Step One: Gather Universe

First we want to gather a list of suitable USDT perpetual futures pairs on Binance. Some things to look for when choosing pairs would be:

• High trading volumes and liquidity. Ensures tighter bid-ask spreads, reducing trading costs.
• Fundamental Relationship. Might be a good idea to start with pairs that have similarities such as having common use cases.
• Historical Data. Here we want to check for correlation and cointegration which is essential when implementing the strategy.

cryptos = [
    "BTCUSDT", "ETHUSDT", "LINKUSDT", "BNBUSDT", "TRXUSDT", "DOTUSDT", "ADAUSDT", "EOSUSDT", "LTCUSDT",
    "BCHUSDT", "XRPUSDT", "ETCUSDT", "FILUSDT", "EGLDUSDT", "DOGEUSDT", "UNIUSDT", "THETAUSDT", "XLMUSDT",
    "SOLUSDT", "FTMUSDT", "SANDUSDT", "MANAUSDT", "AVAXUSDT", "GALAUSDT", "MATICUSDT", "NEARUSDT",
    "ATOMUSDT", "AAVEUSDT", "AXSUSDT", "ROSEUSDT", "XTZUSDT", "ICXUSDT", "ALGOUSDT", "RUNEUSDT",
    "APEUSDT", "VETUSDT", "ZILUSDT", "KNCUSDT", "XMRUSDT", "GMTUSDT", "OPUSDT", "ENSUSDT", "CHZUSDT", "APTUSDT"
]

BTC/USDT + ETH/USDT => 2 largest market cap crypto historically exhibiting strong correlation
ETH/USDT + LINK/USDT or DOT/USDT => all play roles in the smart contract and decentralized application space
BCH/USDT + LTC/USDT => Both bitcoin cash and litecoin are bitcoin forks and have similarities in use case and market perception
UNI/USDT + SUSHI/USDT => DeFi pairs
XMR/USDT + ZEC/USDT => Category specific coins (privacy)

We want to regularly re-evaluate because just because a pair is cointegrated in one period, doesn’t mean it will remain so.

Step 2: Correlation

Once we’ve selected some possible pairs, I want to first check for correlation amongst our pairs. I first want to get an intuitive understanding how two pairs may move together and to filter out any we know uncorrelated pairs.

Quick recap of correlation. Just measures the strength and direction of the linear relationship between 2 variables. It tells us if one variable increases the other tends to increase (positive) or decrease (negative). If the two variable do not show any consistent pattern together, their correlation is close to zero.

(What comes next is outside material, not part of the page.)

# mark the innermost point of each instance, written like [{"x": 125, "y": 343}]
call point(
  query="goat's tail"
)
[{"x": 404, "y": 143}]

The correlation equation is defined as:

$$ r = \frac{n(\Sigma xy) - (\Sigma x)(\Sigma y)}{\sqrt{[n\Sigma x^2 - (\Sigma x)^2][n\Sigma y^2 - (\Sigma y)^2]}}

$$

$$ n \text{ is the number of paired data points.} \\ \Sigma xy \text{ is the sum of the products of paired scores.} \\ \Sigma x \text{ and } \Sigma y \text{ are the sums of the } x \text{ scores and } y \text{ scores, respectively.} \\ \Sigma x^2 \text{ and } \Sigma y^2 \text{ are the sums of the squares of the } x \text{ scores and } y \text{ scores, respectively.}

$$

Here’s a correlation matrix of some of the top pairs of the last month on hourly bars.

So we’ve found our list of correlated pairs that we want to explore. Now onto the cointegration test.

Step 3: Cointegration

In the context of financial markets, if one assets prices increases for a bit while the other decreases, they will eventually come back to a relationship that remains relatively constant overtime.

It refers to the situation where two or more time series move together over time, even if they are non-stationary (i.e., their means and variances change over time).